Francois Begaudeau, à Paris, en septembre 2008. | OLIVIER LABAN-MATTEI / AFP

Je ne serais pas arrivé là si…

… Si je n’avais pas contracté une passion pour l’écrit à l’adolescence. J’ai commencé à beaucoup lire et cela a déterminé mon envie, un jour, de goûter à ces plaisirs-là. Cette passion est venue lorsque j’ai découvert, vers l’âge de 15 ans, que la littérature pouvait explorer des questions qui me touchaient. Banalement, j’ai lu Camus, Sartre, Giono, Racine, Bernanos. Je puisais allégrement. Il y a eu, dans un segment très court de ma vie, beaucoup de lectures éblouissantes.

Ces lectures étaient-elles disponibles chez vous ?

Par forcément. En tant qu’instituteurs devenus profs, mes parents valorisaient bien sûr la lecture, mais ils ne lisaient pas plus que cela ; il n’y avait pas de conditionnement à la littérature. C’est plutôt parce que ces textes brassaient des questions politiques et métaphysiques que je m’étais toujours posées qu’ils m’ont été immédiatement familiers. Malgré mon éducation laïcarde, les extraits de Pascal, par exemple, m’ont tout de suite parlé.

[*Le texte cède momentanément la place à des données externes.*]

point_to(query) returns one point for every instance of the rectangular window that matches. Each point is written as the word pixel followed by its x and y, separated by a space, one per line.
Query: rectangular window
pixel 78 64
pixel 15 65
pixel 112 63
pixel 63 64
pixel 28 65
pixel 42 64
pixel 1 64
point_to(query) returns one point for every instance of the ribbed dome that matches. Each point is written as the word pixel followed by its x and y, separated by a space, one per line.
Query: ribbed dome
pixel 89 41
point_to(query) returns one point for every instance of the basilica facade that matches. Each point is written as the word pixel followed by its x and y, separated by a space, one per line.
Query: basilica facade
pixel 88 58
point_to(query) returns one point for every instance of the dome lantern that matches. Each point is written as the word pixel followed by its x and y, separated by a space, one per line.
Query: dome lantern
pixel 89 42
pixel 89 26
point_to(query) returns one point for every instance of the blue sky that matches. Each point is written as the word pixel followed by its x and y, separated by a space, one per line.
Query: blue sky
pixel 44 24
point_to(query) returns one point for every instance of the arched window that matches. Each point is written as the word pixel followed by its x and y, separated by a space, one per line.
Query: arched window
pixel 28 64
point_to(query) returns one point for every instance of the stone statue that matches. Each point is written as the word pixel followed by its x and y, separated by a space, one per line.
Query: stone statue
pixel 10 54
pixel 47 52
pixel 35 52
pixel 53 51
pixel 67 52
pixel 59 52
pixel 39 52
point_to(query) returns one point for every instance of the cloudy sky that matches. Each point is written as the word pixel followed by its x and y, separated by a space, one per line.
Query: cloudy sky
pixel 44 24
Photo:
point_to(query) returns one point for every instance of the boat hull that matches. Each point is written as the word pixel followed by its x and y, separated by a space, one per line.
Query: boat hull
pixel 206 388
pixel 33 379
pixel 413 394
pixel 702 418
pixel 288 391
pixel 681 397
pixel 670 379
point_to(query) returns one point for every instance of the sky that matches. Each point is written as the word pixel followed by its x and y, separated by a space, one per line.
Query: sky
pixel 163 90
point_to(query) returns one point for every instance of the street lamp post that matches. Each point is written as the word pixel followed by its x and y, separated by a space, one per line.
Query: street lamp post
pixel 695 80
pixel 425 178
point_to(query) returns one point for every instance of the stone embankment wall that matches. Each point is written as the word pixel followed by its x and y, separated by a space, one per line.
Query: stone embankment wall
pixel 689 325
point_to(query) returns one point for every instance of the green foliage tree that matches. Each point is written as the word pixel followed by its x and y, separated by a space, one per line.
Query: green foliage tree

De quel ordre étaient ces questions politiques et métaphysiques ?

Métaphysique, c’est simple : cela s’ordonnait autour d’une perplexité devant la condition humaine. Qu’est-ce qu’on fait là ? Comment peut-on mettre du sens alors qu’on est voué à la poussière ? Des questions de base, mais il ne faut pas avoir peur d’être primitif. Enfant, j’étais déjà très angoissé. Quant à la question politique, elle était très largement conditionnée par mon milieu. Mon père et ma mère étaient au Parti communiste. J’ai baigné dans la politique très tôt et notamment dans le paradigme de la gauche radicale.

Quels souvenirs gardez-vous des discussions politiques familiales ?

Quand des amis de mon père, souvent des copains profs de gauche, venaient à la maison, il y avait toujours un moment du repas où ils se mettaient à parler politique. Je retardais le moment d’aller jouer parce que j’aimais bien les écouter. Je ne comprenais pas tout mais ce verbe-là me plaisait.

Vous dites avoir été « programmé pour être premier de la classe ». Vous êtes allé jusqu’à l’agrégation de lettres modernes. Vous n’étiez pas rebelle ?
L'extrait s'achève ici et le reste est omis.